Presentation at a Training
Program on Biostatistics for physician managers working in Public Health
Administration, Qasim Province on May 1, 2013 by Professor Omar Hasan Kasule Sr
MB ChB (MUK), MPH (Harvard), DrPH (Harvard). EM: omarkasule@yahoo.com
Data entry
Self-coding
or pre-coded questionnaires are preferable. Data is input as text, multiple
choice, numeric, date and time, and yes/no responses. In double entry
techniques, 2 data entry clerks enter the same data and a check is made by
computer on items on which they differ. Data in the computer can be checked
manually against the original questionnaire. Interactive data entry enables
detection and correction of logical and entry errors immediately.
Data editing
Data
editing is the process of correcting data collection and data entry errors. The
data is 'cleaned' using logical, statistical, range, and consistency checks.
All values are at the same level of precision (number of decimal places) to
make computations consistent and decrease rounding off errors. The kappa
statistic is used to measure inter-rater agreement. Data editing identifies and corrects errors
such as invalid or inconsistent values.
Data validation
Data is validated and its
consistency is tested. The
main data problems are missing data, coding
and entry errors, inconsistencies, irregular patterns, digit preference,
out-liers, rounding-off / significant figures, questions with multiple valid
responses, and record duplication.
Data
transformation
Data transformation is the process of creating new derived variables preliminary
to analysis and includes mathematical operations such as division,
multiplication, addition, or subtraction; mathematical transformations such as
logarithmic, trigonometric, power, and z-transformations.
Preliminary data analysis
Data analysis consists of
data summarization, estimation and interpretation. Simple manual inspection of the data is
needed before statistical procedures. Preliminary examination consists of looking at
tables and graphics. Descriptive statistics are used to detect errors,
ascertain the normality of the data, and know the size of cells. Missing values
may be imputed or incomplete observations may be eliminated.

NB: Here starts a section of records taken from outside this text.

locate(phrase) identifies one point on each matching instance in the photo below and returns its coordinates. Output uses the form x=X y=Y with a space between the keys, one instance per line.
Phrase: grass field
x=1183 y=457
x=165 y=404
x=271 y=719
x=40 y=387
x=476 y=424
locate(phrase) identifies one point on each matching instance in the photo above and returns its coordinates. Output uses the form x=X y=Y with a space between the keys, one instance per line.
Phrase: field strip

Tests for association and effect
Tests
for association, effect, or trend involve construction and testing of
hypotheses. The tests for association are the t, chi-square, linear
correlation, and logistic regression tests or coefficients.
The
common effect measures Odds Ratio, Risk Ratio, Rate difference. Measures of
trend can discover relationships that are not picked up by association and
effect measures. The probability, likelihood, and regression models are used in
analysis.
Analytic
procedures and computer programs vary for continuous and discrete data, for
person-time and count data, for simple and stratified analysis, for univariate,
bivariate and multivariate analysis, and for polychotomous outcome variables.
Procedures are different for large samples and small samples.